A: A precomputed query result stored as a table. Instead of running an expensive aggregation (SUM, COUNT, GROUP BY across millions of rows) on every dashboard load, you run it once and store the result. Dashboard reads fetch the stored result in milliseconds. The view is refreshed periodically (every 5 minutes) or on demand. Trade-off: data is stale between refreshes. Perfect for analytics dashboards, leaderboards, and reporting.
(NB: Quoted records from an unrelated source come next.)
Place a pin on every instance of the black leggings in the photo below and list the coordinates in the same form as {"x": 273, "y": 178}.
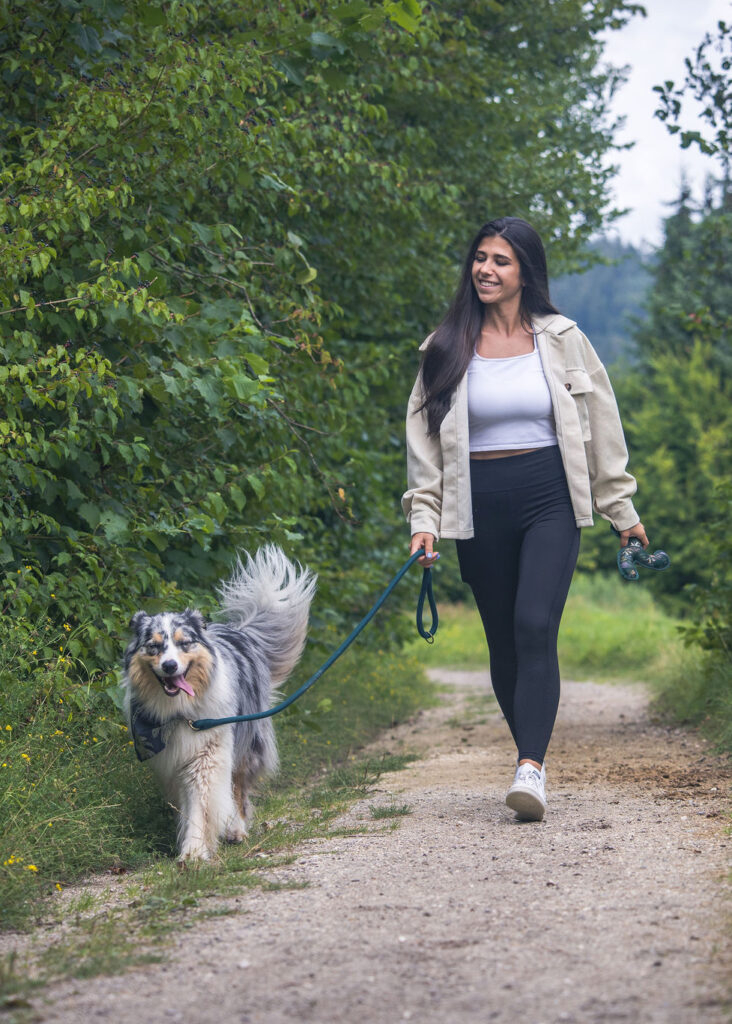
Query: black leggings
{"x": 519, "y": 565}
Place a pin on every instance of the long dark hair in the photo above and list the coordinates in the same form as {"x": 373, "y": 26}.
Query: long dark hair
{"x": 454, "y": 342}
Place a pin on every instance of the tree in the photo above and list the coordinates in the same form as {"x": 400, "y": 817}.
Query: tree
{"x": 223, "y": 227}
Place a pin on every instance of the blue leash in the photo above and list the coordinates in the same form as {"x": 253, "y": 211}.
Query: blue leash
{"x": 425, "y": 593}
Q:When would you use CQRS?
A: When read and write patterns are fundamentally different. Example: an e-commerce system where writes are normalized (orders, items, payments — ACID transactions) but reads need a completely different shape (order history with product names, images, tracking info — denormalized). CQRS separates them: writes go to PostgreSQL, events flow to a read-optimized MongoDB. Each database is optimized for its purpose. Don't use CQRS for simple CRUD — the complexity isn't justified.
Q:Why use Elasticsearch over SQL for search?
A: SQL databases use B-tree indexes — great for exact matches (WHERE id = 42) and ranges (WHERE price > 100), terrible for full-text search. 'Comfortable running shoes' with SQL LIKE '%comfortable%' requires a full table scan — no index helps. Elasticsearch uses inverted indexes: each word maps to the documents containing it. Searching 3 words = 3 hash lookups + set intersection = 5ms across millions of documents. Plus: relevance scoring, fuzzy matching, synonyms, autocomplete — none of which SQL supports natively.
Pitfalls
Over-denormalizing
Embedding everything everywhere. User name stored in orders, reviews, comments, messages, notifications — 5 copies. When the user changes their name, you must update all 5 tables. Miss one and the data is inconsistent. The more copies, the harder it is to keep them in sync.
✅Denormalize only the fields that are read frequently and change rarely. User name in orders? Yes (orders are read often, names change rarely). Real-time stock count in product listing? No (changes every second — use a short TTL cache instead).
Ignoring data consistency in views
Creating a materialized view refreshed every hour for a dashboard that shows 'current inventory.' Users see inventory from an hour ago and make decisions on stale data. Or: CQRS read model is 30 seconds behind, and a user doesn't see their own order.
✅Match refresh frequency to the data's staleness tolerance. Inventory: refresh every 10 seconds or use a live query. Analytics: every 5 minutes is fine. For CQRS: implement read-your-own-writes — after a write, route that user's reads to the write DB briefly.
Overengineering with CQRS
Using CQRS for a simple blog or CRUD admin panel. Two databases, an event stream, event consumers, eventual consistency — all for a system that handles 100 reads/sec. The complexity far outweighs the benefit.
✅CQRS is for systems where read and write patterns are fundamentally different AND scale is significant. If a normalized PostgreSQL with proper indexes handles your reads fine, you don't need CQRS. Start simple, add complexity when the simple approach fails.
Not keeping Elasticsearch in sync
Indexing products in Elasticsearch on day one, then forgetting to update the index when products change. Search results show deleted products, wrong prices, and outdated descriptions. Users lose trust in search.
✅Use Change Data Capture (CDC) with Debezium or a similar tool. Every change in PostgreSQL automatically flows to Elasticsearch via Kafka. No manual sync, no missed updates. Monitor the sync lag — if ES falls behind, search results are stale.